As we approach the Christmas season, I feel the urge to bake. The warmth of the oven, the smell of something sweet baking, sitting on the sofa under a big duvet and stuffing my face with whatever came out of the oven...the perfect cure for winter. So this year, the Christmas season has begun with cranberry white chocolate chunk cookies courtesy of Nigella Lawson's book "Feast." They're good for you because they've got nuts, dried fruit, and oats in them. They are so.

Cranberry and White Chocolate Cookies

140g flour
1/2 teaspoon baking powder
1/2 teaspoon salt
75g rolled oats
125g soft unsalted butter
75g dark sugar
100g caster sugar
1 egg
1/2 teaspoon vanilla
75g dried cranberries
50g pecans roughly chopped
140g white chocolate chips*
*(I used two Green and Black's white chocolate bars chopped into small chunks)

Preheat oven to 180C.

Measure out flour, baking powder and rolled oats into a bowl.

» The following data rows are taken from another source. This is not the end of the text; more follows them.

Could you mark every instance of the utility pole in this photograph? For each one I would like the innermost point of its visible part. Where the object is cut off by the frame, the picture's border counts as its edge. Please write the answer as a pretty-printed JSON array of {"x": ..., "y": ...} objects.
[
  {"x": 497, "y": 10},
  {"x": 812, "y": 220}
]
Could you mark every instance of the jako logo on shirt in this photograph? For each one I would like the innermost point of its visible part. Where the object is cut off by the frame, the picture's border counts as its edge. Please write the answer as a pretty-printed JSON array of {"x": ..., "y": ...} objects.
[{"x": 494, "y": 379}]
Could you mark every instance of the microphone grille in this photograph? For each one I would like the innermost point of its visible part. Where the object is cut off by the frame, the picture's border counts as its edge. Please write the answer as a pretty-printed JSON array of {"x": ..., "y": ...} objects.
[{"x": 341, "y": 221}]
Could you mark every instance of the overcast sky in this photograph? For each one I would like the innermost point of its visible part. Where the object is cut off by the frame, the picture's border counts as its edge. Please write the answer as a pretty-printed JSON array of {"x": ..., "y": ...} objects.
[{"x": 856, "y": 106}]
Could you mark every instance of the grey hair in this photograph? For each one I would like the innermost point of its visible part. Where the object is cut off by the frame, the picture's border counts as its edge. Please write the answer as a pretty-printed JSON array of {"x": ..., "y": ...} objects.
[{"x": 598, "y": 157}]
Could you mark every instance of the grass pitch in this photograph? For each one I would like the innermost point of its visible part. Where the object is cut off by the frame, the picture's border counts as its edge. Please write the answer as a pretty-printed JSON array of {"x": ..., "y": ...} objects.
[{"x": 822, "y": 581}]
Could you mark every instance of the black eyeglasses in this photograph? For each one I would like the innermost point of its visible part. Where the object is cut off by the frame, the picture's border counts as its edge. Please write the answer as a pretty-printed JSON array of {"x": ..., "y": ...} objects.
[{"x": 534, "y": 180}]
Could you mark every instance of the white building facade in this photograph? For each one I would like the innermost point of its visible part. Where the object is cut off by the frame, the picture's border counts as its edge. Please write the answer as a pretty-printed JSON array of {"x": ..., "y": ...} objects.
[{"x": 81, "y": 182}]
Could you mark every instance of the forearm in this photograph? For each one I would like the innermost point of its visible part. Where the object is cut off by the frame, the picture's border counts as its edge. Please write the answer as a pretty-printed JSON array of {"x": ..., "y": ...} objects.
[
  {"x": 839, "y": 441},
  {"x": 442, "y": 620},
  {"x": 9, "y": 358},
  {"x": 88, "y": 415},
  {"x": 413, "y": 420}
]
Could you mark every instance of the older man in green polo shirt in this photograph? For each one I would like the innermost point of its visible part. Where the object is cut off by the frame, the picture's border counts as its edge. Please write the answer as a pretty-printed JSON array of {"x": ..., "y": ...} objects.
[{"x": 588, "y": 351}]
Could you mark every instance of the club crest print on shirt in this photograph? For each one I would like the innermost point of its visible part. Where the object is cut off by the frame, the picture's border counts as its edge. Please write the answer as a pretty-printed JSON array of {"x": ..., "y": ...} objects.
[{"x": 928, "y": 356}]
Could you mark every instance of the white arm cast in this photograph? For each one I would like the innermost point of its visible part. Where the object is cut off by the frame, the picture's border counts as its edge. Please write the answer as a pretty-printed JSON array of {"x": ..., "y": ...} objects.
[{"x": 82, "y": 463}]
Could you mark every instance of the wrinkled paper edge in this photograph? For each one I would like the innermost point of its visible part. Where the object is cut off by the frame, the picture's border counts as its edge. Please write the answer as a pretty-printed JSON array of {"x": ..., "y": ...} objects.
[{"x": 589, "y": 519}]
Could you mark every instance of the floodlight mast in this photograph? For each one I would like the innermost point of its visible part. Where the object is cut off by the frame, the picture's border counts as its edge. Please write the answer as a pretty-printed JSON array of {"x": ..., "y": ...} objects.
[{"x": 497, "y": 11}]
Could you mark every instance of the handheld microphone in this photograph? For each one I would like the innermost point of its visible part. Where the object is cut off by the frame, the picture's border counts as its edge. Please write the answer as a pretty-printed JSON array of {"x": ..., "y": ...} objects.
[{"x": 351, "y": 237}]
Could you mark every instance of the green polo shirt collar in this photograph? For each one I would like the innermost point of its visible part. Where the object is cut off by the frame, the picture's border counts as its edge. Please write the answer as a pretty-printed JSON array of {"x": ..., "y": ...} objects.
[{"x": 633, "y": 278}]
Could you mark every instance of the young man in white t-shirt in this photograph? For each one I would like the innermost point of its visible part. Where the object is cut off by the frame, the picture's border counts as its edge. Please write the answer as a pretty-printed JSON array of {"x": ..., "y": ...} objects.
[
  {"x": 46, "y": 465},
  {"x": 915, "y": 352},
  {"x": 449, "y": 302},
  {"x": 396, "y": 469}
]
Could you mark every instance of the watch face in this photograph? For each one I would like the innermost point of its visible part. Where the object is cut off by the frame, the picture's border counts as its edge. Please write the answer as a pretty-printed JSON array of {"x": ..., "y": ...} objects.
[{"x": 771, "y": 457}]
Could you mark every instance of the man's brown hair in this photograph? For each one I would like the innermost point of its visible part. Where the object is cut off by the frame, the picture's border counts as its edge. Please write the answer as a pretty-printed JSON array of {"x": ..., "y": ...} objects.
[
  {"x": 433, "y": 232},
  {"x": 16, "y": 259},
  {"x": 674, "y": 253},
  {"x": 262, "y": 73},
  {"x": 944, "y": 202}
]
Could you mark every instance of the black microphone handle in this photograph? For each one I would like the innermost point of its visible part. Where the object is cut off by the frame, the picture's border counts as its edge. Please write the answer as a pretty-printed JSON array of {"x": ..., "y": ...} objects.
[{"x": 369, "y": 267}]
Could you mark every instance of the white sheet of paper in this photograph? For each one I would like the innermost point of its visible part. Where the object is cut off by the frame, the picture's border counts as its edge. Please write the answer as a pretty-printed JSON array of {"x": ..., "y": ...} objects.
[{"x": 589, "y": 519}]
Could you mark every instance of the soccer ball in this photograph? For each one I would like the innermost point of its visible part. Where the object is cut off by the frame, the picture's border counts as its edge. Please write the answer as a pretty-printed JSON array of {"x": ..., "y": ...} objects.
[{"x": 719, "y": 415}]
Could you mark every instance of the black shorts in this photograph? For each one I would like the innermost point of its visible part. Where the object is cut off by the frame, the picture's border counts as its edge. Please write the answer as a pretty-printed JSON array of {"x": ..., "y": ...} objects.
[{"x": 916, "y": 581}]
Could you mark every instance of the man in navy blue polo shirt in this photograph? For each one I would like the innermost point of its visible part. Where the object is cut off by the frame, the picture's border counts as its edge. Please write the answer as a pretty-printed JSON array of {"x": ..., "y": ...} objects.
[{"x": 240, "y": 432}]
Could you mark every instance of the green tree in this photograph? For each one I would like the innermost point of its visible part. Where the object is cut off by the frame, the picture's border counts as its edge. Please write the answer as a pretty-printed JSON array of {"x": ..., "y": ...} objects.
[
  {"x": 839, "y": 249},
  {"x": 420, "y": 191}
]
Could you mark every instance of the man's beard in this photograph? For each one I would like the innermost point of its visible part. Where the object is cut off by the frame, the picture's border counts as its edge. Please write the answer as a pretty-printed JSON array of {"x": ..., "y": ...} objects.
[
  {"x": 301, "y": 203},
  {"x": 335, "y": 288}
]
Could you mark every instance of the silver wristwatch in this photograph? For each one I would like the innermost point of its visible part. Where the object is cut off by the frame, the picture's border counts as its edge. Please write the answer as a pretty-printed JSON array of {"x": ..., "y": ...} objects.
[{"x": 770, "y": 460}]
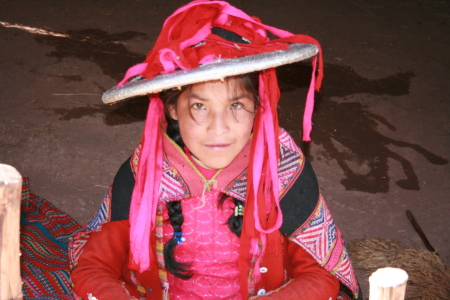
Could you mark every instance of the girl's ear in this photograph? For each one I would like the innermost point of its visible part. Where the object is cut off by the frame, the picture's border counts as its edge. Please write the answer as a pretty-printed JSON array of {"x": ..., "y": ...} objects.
[{"x": 172, "y": 111}]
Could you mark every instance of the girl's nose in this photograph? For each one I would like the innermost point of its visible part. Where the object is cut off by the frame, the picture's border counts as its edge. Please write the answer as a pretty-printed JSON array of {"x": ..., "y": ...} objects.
[{"x": 218, "y": 124}]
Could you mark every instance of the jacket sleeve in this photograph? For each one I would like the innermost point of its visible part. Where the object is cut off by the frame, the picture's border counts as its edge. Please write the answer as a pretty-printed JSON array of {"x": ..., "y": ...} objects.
[
  {"x": 310, "y": 280},
  {"x": 99, "y": 270}
]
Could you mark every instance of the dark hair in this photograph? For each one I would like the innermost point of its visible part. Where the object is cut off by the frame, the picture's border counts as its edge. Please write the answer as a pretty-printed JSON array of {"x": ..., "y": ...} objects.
[{"x": 248, "y": 82}]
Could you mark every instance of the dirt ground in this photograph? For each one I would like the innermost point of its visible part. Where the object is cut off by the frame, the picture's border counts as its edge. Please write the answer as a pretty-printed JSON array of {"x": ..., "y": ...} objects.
[{"x": 381, "y": 125}]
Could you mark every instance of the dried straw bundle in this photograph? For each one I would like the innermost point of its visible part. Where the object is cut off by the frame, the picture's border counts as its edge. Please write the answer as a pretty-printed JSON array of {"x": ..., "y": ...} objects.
[{"x": 429, "y": 277}]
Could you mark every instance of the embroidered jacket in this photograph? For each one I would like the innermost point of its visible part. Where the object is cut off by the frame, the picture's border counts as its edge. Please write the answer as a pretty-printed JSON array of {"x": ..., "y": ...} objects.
[{"x": 307, "y": 220}]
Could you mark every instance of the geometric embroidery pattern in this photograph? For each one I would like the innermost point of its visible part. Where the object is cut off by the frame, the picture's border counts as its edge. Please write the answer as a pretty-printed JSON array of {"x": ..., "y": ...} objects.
[{"x": 320, "y": 237}]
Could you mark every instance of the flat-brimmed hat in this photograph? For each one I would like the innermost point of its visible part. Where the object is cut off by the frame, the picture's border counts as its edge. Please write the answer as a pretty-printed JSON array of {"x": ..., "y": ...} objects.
[{"x": 210, "y": 40}]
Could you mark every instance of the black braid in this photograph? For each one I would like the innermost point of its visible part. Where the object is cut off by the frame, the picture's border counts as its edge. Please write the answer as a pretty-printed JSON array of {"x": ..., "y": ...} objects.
[
  {"x": 234, "y": 222},
  {"x": 176, "y": 220}
]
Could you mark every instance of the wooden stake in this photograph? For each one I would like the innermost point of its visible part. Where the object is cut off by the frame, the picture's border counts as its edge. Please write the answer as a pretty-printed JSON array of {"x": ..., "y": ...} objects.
[
  {"x": 10, "y": 195},
  {"x": 388, "y": 284}
]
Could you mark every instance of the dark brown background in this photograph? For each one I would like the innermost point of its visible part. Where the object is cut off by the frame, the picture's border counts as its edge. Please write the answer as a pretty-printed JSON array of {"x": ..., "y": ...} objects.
[{"x": 381, "y": 126}]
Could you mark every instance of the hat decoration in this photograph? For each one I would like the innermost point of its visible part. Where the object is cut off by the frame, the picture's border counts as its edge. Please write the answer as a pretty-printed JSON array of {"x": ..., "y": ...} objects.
[{"x": 191, "y": 49}]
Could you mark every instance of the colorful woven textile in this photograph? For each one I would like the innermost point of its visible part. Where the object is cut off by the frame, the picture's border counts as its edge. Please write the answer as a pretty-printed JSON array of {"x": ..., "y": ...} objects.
[{"x": 44, "y": 233}]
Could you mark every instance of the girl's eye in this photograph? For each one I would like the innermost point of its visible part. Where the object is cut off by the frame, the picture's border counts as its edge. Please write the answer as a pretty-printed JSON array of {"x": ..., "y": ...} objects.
[
  {"x": 198, "y": 106},
  {"x": 237, "y": 105}
]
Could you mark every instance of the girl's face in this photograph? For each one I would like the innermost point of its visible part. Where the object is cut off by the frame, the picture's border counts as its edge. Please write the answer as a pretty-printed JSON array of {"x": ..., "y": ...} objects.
[{"x": 215, "y": 120}]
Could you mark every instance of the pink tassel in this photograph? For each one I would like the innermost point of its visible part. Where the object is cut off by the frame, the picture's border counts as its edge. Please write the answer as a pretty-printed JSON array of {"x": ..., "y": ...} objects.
[
  {"x": 146, "y": 191},
  {"x": 309, "y": 105}
]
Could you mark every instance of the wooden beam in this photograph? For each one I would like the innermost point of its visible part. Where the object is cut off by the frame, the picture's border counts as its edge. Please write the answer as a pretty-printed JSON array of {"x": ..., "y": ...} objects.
[
  {"x": 388, "y": 284},
  {"x": 10, "y": 196}
]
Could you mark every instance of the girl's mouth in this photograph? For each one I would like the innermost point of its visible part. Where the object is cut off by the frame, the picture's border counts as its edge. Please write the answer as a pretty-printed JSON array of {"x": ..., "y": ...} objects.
[{"x": 217, "y": 146}]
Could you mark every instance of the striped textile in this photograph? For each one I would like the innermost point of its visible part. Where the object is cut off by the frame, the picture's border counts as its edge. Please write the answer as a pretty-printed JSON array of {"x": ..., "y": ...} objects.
[{"x": 44, "y": 233}]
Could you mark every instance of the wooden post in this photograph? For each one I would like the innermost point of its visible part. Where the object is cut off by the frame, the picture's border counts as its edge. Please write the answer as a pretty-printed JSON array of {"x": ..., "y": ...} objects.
[
  {"x": 388, "y": 284},
  {"x": 10, "y": 195}
]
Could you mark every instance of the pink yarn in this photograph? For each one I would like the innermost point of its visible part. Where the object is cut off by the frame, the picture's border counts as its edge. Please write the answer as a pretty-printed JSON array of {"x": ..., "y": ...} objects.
[
  {"x": 133, "y": 71},
  {"x": 309, "y": 105},
  {"x": 146, "y": 190}
]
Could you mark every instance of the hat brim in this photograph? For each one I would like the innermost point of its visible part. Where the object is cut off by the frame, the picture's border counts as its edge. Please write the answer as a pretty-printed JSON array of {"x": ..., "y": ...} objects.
[{"x": 216, "y": 70}]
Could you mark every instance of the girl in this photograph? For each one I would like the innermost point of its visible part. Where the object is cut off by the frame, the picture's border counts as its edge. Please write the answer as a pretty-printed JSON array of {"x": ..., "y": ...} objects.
[{"x": 216, "y": 201}]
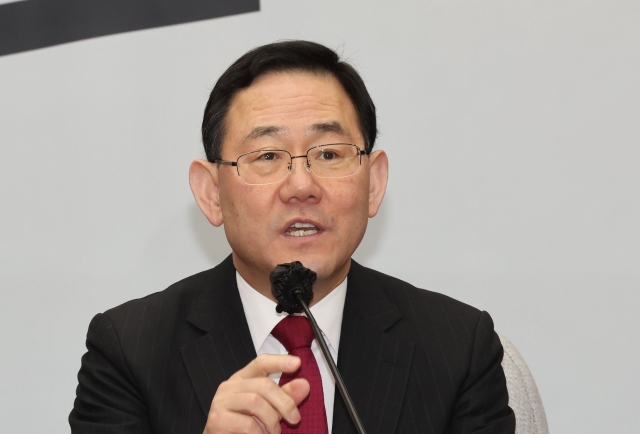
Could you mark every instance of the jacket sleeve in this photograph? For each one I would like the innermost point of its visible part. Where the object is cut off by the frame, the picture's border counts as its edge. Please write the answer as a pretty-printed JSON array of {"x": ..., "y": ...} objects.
[
  {"x": 482, "y": 404},
  {"x": 107, "y": 399}
]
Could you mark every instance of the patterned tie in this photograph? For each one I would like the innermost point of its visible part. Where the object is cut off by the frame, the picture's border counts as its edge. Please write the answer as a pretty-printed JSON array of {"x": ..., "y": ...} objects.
[{"x": 295, "y": 333}]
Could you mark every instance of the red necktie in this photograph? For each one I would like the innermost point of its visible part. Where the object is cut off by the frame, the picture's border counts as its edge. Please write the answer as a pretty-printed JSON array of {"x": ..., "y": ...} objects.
[{"x": 295, "y": 333}]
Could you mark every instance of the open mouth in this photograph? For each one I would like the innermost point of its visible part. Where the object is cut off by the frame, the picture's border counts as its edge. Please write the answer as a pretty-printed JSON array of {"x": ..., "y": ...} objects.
[{"x": 298, "y": 229}]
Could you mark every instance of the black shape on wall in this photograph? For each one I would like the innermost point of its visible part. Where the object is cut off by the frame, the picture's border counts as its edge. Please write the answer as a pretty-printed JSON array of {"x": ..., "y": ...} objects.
[{"x": 27, "y": 25}]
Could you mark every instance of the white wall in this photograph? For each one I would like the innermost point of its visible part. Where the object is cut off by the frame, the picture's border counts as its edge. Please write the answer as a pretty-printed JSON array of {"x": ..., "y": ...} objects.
[{"x": 512, "y": 130}]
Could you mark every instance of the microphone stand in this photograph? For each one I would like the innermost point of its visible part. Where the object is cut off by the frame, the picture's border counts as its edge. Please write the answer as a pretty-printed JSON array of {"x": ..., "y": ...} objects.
[
  {"x": 297, "y": 293},
  {"x": 292, "y": 287}
]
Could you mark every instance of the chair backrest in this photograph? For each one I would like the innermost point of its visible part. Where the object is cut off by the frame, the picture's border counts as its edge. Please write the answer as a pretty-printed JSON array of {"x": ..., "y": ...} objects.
[{"x": 524, "y": 397}]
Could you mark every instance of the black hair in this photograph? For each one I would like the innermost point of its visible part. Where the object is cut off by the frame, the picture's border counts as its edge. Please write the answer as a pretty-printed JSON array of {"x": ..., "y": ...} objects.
[{"x": 284, "y": 56}]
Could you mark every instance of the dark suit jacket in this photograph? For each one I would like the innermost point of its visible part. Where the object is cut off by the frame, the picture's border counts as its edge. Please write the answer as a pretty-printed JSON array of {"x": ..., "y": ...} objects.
[{"x": 414, "y": 361}]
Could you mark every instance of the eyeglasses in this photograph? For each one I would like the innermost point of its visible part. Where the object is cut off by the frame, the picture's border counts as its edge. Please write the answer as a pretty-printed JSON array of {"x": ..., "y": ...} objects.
[{"x": 269, "y": 166}]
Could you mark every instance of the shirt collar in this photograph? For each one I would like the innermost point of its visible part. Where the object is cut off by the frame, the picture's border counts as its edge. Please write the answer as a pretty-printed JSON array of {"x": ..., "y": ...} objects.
[{"x": 262, "y": 316}]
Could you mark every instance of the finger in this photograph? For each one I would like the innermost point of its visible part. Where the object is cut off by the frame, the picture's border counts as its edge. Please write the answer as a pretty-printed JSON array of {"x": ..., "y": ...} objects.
[
  {"x": 297, "y": 389},
  {"x": 278, "y": 399},
  {"x": 257, "y": 406},
  {"x": 230, "y": 422},
  {"x": 266, "y": 364}
]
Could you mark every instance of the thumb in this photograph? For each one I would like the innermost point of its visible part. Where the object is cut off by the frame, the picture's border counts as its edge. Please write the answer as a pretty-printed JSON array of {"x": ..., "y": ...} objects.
[{"x": 297, "y": 389}]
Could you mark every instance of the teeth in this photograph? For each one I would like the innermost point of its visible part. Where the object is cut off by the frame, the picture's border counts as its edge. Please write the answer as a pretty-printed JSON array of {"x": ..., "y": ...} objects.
[
  {"x": 302, "y": 225},
  {"x": 302, "y": 233}
]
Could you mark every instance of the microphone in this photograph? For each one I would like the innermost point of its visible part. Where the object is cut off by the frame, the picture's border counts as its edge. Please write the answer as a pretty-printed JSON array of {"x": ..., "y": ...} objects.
[{"x": 292, "y": 286}]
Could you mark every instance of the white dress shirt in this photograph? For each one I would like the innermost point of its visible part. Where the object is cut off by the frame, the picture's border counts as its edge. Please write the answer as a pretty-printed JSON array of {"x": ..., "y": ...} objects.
[{"x": 262, "y": 317}]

Put the butter and sugars into another bowl and beat together until creamy then beat in the egg and vanilla. Beat in the flour, baking powder, salt and oat mixture and then fold in the cranberries, chopped pecans and chocolate chips or white chocolate, chopped into small dice. Set the bowl of biscuit dough in the fridge for 10-15 minutes.

Roll tablespoonfuls of dough into a ball with your hands, and then place them on a lined or greased baking tray, and squish the dough balls down with a fork. Cook for 15 minutes, when ready, the cookies will be tinged a pale gold, but be too soft to lift immediately off the tray, so leave the tray on a cool surface and let them harden for 5 minutes. Remove with a spatula or whatever to cool fully on a wire rack.